Discussion: Using an LDRT strategy, HR rates were high for both ROPEG and PEG with CHR attained a bit faster with ROPEG. Incidence of PV-related events (thrombosis and progression) was too low for meaningful comparison, reflecting the efficacy of both at LDRT. MR was not different but time to test varied significantly and additional follow-up is required for assessment of MR with ROPEG. While these results do not address whether MD ROPEG could yield superior efficacy (HR, thrombosis, MR), the already excellent outcomes with LDRT ROPEG suggests that MD strategy risks worsened tolerability with an undefined benefit over LDRT.

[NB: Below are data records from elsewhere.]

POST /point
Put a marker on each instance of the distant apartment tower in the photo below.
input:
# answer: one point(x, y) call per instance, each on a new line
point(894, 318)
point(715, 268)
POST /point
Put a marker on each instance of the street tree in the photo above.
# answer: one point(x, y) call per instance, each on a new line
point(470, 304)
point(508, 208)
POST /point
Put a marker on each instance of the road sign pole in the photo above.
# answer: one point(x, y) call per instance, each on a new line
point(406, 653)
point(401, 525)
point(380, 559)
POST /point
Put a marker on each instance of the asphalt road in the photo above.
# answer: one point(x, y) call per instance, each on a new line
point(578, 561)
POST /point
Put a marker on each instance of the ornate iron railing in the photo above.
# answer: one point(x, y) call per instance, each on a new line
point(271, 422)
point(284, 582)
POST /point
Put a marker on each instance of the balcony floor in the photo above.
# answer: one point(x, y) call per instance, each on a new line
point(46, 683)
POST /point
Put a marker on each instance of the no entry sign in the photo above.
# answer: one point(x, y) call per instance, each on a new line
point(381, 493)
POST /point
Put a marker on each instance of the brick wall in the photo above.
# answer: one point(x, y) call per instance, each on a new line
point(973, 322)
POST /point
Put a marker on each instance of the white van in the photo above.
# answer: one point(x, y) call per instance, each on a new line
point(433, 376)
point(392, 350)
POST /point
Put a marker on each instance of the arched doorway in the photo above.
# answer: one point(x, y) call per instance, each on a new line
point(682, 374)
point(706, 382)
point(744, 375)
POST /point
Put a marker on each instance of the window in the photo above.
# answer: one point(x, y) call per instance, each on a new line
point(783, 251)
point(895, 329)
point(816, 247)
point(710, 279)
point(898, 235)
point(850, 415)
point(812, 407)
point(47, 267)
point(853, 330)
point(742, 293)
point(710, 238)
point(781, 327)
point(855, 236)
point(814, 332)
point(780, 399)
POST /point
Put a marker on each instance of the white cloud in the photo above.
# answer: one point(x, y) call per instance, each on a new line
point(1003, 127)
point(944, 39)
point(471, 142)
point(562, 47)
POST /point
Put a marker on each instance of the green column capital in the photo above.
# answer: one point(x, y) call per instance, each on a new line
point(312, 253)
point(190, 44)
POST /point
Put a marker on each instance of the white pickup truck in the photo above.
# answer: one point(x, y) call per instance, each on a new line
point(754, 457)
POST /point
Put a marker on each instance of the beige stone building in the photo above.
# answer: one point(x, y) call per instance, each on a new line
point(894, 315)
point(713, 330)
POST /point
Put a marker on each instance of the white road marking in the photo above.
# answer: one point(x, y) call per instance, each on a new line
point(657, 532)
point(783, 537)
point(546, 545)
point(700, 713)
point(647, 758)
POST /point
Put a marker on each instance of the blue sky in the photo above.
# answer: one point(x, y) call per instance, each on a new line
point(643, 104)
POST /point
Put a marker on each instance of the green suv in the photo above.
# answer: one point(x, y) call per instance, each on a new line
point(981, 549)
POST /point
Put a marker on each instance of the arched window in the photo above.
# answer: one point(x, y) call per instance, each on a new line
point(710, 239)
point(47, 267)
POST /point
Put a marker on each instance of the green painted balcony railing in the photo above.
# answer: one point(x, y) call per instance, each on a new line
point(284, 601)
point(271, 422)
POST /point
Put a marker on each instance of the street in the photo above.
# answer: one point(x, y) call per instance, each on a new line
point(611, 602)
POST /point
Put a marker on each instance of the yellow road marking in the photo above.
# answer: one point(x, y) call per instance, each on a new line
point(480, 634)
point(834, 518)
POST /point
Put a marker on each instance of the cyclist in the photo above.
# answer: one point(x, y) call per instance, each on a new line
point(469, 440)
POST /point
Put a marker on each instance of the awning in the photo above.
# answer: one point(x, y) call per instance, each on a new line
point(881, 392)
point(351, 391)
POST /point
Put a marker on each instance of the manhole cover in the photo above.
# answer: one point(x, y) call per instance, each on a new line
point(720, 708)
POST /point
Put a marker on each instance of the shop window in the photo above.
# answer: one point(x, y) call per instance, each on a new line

Conclusion: For treatment of pts with PV, ROPEG used at LDRT yields high HR rate within 12 mo and very low thrombosis incidence, similar to PEG. ROPEG offers the advantage of less frequent dosing and a lower rate of flu-like symptoms at LDRT compared to PEG. These results challenge the rationale for rapid ROPEG dose escalation to MD given the high efficacy of ROPEG at LDRT.